It's kind of a funny thing, because I regard myself as very broad and shallow, and he is clearly a very deep scholar in a number of areas, but... In one of the few areas where I do have a bit of depth, it turns out that he's wrong. That was his discussion of the Japanese language, which has a totally incorrect presentation of the Japanese writing system. I actually see how some aspects of the Japanese reality could be incorporated into his presentation to actually strengthen it, but this sort of mistake does make you wonder about other details of the book. As a result of that, I found myself more skeptical about some of his other examples where he appealed to Japanese examples for such topics as guns restrictions in Japan. Japanese-related topics actually appeared many times in the book, though the final one was a place where he skipped over Japan's probable involvement. He mentioned that China gave up navies, but he didn't mention that before that several Chinese fleets had perished in typhoons when they were attempting to attack Japan.
Another omission was The Mismeasure of Man. Actually, quite a bit of Gould's work seemed relevant to his topics, but there certainly wasn't any mention in the text, and I didn't spot anything in the appendix about additional reading, though he closed the general section with a famous book that was basically an attack on Gould's book.
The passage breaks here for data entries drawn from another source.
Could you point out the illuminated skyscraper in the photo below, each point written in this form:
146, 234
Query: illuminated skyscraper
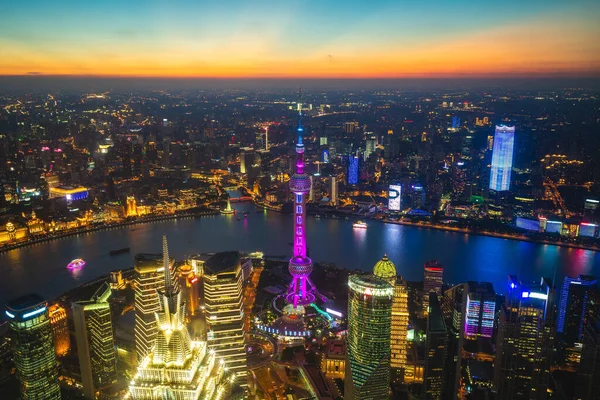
481, 310
369, 329
353, 170
525, 341
301, 290
435, 351
60, 329
433, 282
95, 342
149, 271
576, 307
33, 349
177, 367
502, 155
385, 269
223, 299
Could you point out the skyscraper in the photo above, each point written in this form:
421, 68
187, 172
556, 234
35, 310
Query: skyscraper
33, 349
435, 351
481, 310
301, 290
577, 298
353, 170
149, 270
433, 282
176, 366
223, 295
385, 269
525, 341
369, 329
95, 342
60, 329
502, 156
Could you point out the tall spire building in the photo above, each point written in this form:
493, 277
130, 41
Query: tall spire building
301, 291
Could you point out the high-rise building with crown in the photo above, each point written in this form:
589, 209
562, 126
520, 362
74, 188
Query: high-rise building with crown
301, 291
369, 329
33, 348
177, 367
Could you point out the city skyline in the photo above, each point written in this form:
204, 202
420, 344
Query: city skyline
302, 40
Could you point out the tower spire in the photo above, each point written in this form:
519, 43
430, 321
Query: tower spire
166, 262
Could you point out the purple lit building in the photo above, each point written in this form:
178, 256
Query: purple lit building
301, 291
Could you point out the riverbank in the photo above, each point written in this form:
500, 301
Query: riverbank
105, 227
521, 238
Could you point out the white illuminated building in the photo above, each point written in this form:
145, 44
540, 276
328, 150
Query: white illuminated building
178, 367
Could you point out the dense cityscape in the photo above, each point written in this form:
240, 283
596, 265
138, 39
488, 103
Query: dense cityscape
512, 164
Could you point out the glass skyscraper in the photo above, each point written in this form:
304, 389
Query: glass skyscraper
369, 328
33, 350
95, 342
502, 155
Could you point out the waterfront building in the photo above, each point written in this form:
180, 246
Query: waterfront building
223, 301
435, 351
502, 156
60, 329
525, 341
177, 367
480, 311
33, 348
95, 342
433, 282
301, 291
369, 330
576, 307
149, 270
353, 170
385, 269
588, 376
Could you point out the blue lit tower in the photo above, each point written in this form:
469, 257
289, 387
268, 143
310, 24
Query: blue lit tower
301, 290
33, 348
502, 154
576, 306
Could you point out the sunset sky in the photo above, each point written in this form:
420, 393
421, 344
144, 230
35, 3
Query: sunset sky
304, 38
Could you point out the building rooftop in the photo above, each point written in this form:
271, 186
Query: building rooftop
26, 302
222, 262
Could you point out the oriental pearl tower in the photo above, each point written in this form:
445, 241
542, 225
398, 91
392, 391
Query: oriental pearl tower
301, 290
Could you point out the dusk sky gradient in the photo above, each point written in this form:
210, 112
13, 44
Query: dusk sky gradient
304, 38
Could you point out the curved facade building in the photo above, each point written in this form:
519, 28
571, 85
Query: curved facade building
502, 155
33, 350
369, 328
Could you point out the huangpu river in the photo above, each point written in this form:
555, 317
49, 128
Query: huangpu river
42, 268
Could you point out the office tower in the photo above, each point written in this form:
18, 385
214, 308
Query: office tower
223, 300
502, 155
177, 367
33, 349
525, 341
577, 299
434, 279
353, 170
435, 351
301, 290
588, 376
333, 191
385, 269
454, 311
481, 310
369, 329
95, 342
60, 329
148, 279
370, 146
I'm pretty sure that Gould's revised edition, which included a response to that book, was published several years before this one--but still no mention of it.
To quickly mention the topic of kleptocracy, I kept expecting him to start ranting about "property is theft", but he kept it on more reasoned basis. He wasn't very consistent there, seeming to agree that there were some large scale projects and good works that were sometimes done by governments, but that the idea was basically theft. I'd prefer to regard it as a greedocracy... Anyway, I felt that his political theorizing was a relatively weak part of the book.
Near the end he's talking about the study of history as a science... He includes various aphorisms about history, but he left out the one I regard as the quasi-official joke of my own history department at Rice: "The only lesson you learn from history is that no one learns any lessons from history." He never heard of it? Or it cuts too hard against the grain of his thesis that history is worth studying?
Interesting read, and lots of food for thought--but not sure if I should recommend it to a general audience. Well, Dubya should read it, but mostly to keep him out of mischief for a few months. Can't expect him to learn anything by it.